In general, low serum copper and low serum ceruloplasmin indicate a copper deficiency most of the time. From what I’ve seen, I think you want to tend to be in the middle of the range because I have seen indications of copper deficiency when people are in the lower 20 or 30 percent of the range.

It’s important to note a couple of limitations to these tests. First of all, estrogen increases serum ceruloplasmin and tends to increase serum copper as well, and that means that there’s going to be some fluctuation of copper levels with the menstrual cycle. And copper levels are generally twice as high during pregnancy as they are for women who are not pregnant.

And using hormone replacement therapy, estrogen in HRT can raise copper levels by 30 to 90 percent. And unfortunately, there really isn’t any clear research to develop a separate reference range for women experiencing high estrogen under these conditions, so what we can say is that if your copper levels are running a little high and you can explain it with estrogen, you can probably dismiss it because it’s normal. It’s probably all the more true in women than in men that you want to be at least towards the middle of the range for copper because if you’re at the low end of the range, and that might be close to deficiency, that’s all the more true if you would expect your estrogen levels to be bringing the copper up higher.

There are two genetic disorders of copper metabolism: Menkes disease and Wilson’s disease. Both of these can look like copper deficiency because the serum copper levels and ceruloplasmin levels can be low, but you can have copper overload in certain specific tissues, and which tissues those are is different for Menkes disease and Wilson’s disease. But measuring urine copper can be very useful in identifying these diseases because usually the urine copper is elevated in those diseases despite the low serum levels.

So, those are the rare caveats to serum copper being the most useful test, but urine copper can often distinguish those diseases from the typical picture. If you identify a copper deficiency, the best thing to do is to solve it at the root of the problem. In some cases, that might be due to an absorption problem, and it might be due to excessive supplementation of zinc or high doses of vitamin C. If so, you want to work on removing those problems. If the problem is a dietary one because you’re not consuming enough copper-rich foods, then the overwhelmingly best thing to do is to work the copper-rich foods into your diet. Again, those are liver, oysters, shiitake mushrooms, chocolate, and spirulina as the very top foods. And the other good sources include most non-oyster shellfish, whole grains, legumes, and potatoes. So eat more of those foods.

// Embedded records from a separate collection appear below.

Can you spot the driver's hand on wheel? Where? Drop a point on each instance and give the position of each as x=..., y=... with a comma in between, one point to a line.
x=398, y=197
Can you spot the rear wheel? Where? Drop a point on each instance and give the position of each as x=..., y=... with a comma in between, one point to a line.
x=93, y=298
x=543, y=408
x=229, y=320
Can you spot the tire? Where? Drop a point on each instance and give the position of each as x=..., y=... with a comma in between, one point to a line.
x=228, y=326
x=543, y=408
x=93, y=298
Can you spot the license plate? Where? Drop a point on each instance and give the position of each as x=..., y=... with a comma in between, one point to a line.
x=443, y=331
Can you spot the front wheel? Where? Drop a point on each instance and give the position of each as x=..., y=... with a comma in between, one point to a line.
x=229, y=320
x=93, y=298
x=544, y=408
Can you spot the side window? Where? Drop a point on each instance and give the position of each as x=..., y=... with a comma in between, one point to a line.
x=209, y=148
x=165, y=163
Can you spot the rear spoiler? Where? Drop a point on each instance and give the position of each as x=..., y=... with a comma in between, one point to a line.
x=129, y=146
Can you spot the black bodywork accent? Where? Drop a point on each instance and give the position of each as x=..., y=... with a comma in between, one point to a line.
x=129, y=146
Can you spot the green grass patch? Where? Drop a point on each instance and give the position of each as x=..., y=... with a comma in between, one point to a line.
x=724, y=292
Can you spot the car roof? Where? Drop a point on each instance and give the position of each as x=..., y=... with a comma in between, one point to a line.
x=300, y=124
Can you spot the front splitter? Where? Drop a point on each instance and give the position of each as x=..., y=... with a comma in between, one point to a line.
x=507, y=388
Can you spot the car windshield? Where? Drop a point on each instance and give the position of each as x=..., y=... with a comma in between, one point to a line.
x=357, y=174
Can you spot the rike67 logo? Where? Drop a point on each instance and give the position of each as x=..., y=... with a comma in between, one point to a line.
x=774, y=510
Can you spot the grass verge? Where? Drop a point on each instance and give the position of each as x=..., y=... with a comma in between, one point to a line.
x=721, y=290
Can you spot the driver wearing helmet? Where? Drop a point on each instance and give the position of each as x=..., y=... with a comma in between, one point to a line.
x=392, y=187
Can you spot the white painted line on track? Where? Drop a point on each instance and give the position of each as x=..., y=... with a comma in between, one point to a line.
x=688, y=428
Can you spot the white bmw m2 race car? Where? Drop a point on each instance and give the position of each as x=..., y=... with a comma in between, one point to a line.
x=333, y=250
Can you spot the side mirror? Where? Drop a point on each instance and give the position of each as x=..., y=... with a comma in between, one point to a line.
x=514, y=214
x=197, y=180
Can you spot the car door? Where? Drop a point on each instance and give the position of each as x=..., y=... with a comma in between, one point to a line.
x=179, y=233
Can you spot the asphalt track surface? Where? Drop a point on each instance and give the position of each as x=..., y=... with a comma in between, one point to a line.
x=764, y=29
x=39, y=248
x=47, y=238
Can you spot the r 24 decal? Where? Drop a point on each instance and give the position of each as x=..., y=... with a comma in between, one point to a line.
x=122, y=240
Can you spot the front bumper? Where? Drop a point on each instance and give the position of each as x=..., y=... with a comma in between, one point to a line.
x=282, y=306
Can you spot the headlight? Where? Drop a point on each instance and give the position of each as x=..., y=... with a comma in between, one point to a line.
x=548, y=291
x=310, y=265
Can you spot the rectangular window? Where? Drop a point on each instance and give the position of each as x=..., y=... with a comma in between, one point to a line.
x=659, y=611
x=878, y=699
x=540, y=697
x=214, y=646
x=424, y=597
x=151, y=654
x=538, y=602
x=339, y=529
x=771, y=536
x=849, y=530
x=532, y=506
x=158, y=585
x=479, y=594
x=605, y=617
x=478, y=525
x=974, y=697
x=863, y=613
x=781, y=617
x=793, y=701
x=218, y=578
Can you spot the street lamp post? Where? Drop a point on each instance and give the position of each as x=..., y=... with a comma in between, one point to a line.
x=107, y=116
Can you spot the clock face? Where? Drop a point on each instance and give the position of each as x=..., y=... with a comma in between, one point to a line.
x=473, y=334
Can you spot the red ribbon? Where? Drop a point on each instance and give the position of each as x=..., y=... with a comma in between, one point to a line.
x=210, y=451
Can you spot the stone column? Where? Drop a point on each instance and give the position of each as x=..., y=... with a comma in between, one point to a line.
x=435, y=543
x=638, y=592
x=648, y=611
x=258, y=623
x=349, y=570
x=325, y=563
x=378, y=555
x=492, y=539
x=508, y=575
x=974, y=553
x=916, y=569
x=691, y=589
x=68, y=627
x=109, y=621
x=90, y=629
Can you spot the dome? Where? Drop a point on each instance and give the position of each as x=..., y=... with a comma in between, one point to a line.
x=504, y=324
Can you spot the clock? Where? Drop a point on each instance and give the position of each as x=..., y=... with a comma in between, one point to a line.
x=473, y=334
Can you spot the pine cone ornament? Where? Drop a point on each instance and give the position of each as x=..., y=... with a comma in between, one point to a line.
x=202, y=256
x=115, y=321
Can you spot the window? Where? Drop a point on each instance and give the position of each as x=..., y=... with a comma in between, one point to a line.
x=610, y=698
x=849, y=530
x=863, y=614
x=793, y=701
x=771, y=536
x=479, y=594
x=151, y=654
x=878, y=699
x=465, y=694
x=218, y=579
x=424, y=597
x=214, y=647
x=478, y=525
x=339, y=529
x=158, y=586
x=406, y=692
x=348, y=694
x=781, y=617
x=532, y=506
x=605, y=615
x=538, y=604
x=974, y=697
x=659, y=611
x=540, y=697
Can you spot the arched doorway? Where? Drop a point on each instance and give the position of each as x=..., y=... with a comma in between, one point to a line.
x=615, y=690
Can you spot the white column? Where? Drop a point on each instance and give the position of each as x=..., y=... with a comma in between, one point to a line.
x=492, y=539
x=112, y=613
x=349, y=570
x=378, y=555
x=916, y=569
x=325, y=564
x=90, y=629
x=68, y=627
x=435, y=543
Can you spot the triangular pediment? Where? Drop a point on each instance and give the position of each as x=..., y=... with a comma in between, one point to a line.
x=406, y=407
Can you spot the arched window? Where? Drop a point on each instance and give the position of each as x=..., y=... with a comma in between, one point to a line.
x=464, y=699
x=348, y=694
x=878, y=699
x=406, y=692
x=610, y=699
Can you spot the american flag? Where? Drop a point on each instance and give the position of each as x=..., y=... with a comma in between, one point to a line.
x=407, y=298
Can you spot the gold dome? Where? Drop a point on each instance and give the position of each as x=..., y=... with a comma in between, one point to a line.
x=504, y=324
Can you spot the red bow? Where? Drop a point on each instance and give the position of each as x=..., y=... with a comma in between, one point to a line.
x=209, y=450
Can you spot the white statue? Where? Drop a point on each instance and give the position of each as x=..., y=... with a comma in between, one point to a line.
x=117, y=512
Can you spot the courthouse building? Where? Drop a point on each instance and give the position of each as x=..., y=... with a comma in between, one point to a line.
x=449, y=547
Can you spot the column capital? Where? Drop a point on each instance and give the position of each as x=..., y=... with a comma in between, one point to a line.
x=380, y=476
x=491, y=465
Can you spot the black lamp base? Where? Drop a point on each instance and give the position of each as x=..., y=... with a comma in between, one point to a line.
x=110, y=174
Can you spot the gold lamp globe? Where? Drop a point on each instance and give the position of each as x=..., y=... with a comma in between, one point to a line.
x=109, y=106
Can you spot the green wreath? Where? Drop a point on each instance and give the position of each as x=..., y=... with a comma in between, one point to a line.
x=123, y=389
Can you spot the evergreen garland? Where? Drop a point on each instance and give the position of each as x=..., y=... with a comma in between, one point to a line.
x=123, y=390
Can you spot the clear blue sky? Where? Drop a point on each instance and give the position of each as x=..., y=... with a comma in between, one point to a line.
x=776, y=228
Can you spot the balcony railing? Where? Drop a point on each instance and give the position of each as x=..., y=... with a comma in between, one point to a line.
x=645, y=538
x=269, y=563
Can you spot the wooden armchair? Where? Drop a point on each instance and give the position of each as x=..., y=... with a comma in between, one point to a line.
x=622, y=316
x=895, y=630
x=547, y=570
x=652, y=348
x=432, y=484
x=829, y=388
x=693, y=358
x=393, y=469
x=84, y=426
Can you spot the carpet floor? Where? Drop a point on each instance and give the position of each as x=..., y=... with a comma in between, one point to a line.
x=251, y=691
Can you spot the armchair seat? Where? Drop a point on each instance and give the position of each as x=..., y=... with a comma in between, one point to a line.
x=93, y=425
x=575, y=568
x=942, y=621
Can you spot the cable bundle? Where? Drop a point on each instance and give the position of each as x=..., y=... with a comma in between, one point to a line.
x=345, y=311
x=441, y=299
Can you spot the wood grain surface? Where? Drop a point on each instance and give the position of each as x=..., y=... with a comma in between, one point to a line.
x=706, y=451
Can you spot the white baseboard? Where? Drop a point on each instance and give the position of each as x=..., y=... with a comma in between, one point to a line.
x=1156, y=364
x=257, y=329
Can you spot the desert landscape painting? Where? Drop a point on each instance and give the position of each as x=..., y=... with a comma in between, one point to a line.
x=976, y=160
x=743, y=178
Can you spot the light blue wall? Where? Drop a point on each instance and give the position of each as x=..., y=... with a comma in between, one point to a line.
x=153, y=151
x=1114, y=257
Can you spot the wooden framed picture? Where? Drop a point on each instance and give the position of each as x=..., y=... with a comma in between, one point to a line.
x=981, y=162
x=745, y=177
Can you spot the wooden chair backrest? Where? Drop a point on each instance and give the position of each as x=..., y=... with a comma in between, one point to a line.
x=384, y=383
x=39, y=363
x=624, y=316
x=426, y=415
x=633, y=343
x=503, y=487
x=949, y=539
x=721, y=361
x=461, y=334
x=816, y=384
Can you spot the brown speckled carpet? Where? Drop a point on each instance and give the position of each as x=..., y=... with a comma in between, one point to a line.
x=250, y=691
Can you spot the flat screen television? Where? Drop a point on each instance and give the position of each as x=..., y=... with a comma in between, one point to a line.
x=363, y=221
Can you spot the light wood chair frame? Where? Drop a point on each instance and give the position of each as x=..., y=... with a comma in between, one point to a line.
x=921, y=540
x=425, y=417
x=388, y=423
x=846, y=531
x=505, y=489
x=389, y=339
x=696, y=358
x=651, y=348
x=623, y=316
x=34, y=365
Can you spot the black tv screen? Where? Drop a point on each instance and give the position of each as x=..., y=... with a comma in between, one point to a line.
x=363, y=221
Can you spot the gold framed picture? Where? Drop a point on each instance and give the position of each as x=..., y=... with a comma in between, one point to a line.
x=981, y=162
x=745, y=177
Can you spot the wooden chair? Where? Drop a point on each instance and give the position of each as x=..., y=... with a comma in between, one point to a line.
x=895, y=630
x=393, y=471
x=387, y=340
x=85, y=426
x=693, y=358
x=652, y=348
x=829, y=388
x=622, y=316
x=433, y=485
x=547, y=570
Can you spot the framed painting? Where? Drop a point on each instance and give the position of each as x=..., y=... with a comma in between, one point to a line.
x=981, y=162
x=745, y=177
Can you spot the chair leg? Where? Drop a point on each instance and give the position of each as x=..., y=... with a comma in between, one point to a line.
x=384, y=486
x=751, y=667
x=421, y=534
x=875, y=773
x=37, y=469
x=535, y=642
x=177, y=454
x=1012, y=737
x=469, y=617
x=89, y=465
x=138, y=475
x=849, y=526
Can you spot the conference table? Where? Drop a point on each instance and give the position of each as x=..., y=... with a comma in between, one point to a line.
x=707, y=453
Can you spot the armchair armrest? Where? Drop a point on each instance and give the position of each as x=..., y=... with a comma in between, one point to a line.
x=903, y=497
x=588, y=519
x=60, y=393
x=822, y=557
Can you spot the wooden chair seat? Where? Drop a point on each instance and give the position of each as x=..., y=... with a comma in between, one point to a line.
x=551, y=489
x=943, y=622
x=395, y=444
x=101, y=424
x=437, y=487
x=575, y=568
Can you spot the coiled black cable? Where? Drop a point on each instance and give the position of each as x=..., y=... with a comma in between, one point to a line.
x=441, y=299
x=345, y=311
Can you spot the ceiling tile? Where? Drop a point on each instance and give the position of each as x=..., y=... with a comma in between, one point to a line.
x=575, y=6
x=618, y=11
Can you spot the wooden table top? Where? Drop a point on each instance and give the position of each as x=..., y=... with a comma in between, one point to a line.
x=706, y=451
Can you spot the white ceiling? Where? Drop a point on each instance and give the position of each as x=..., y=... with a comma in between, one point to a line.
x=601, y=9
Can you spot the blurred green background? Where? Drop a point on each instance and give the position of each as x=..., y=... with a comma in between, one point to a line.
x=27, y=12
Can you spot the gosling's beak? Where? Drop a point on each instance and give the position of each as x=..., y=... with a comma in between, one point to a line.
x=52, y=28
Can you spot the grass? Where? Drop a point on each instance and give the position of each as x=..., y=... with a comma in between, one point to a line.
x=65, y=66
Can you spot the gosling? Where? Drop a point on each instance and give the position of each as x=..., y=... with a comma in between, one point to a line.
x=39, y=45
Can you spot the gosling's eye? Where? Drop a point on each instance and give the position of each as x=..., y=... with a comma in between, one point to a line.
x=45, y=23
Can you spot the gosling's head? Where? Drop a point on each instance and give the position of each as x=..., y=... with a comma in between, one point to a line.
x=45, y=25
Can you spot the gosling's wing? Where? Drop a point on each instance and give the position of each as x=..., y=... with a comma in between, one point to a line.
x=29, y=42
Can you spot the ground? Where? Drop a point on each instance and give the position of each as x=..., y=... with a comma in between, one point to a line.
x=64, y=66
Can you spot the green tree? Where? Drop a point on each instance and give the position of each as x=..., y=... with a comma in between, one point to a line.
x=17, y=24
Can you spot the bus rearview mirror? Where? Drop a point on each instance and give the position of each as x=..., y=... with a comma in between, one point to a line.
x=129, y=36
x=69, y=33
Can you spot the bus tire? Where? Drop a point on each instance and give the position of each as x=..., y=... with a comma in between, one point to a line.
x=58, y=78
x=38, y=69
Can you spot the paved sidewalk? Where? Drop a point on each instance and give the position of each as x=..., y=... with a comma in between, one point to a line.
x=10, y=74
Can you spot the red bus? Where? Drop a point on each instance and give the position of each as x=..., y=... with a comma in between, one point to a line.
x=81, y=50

This is especially important because although there’s not a ton of evidence around it, the copper that you get from foods is a different form than what you get in supplements. Usually the—to be technical about it, the oxidation state is different. And it appears to be the case that the food copper is the ideal form that is utilized much more effectively, and that means that you’re always going to get a better deal from getting copper in foods than you are from supplements.

With that said, there are case reports out there making it very clear that 7 milligrams of copper from a supplement over the course of a few months is highly effective at curing the anemia or the low white blood cells that occur in copper deficiency. And so certainly, if you cannot get your copper levels up with food, supplements are an effective means of fixing the deficiency.

True copper toxicity is very unlikely outside of extreme over-supplementation, or consuming highly polluted waters, or the genetic diseases that, Menkes and Wilson’s disease that can lead to copper toxicity in certain tissues.

In the case of true copper toxicity, working with a health care practitioner through chelation therapy is the necessary course of action. In most cases, if you have a reason to suspect a mild overload of copper from overuse of supplements in the past, I think the best thing to do is to use zinc supplementation to get your zinc levels up along the lines of how I described doing so for toxic heavy metals, and I’ll link to that episode in the description of this one.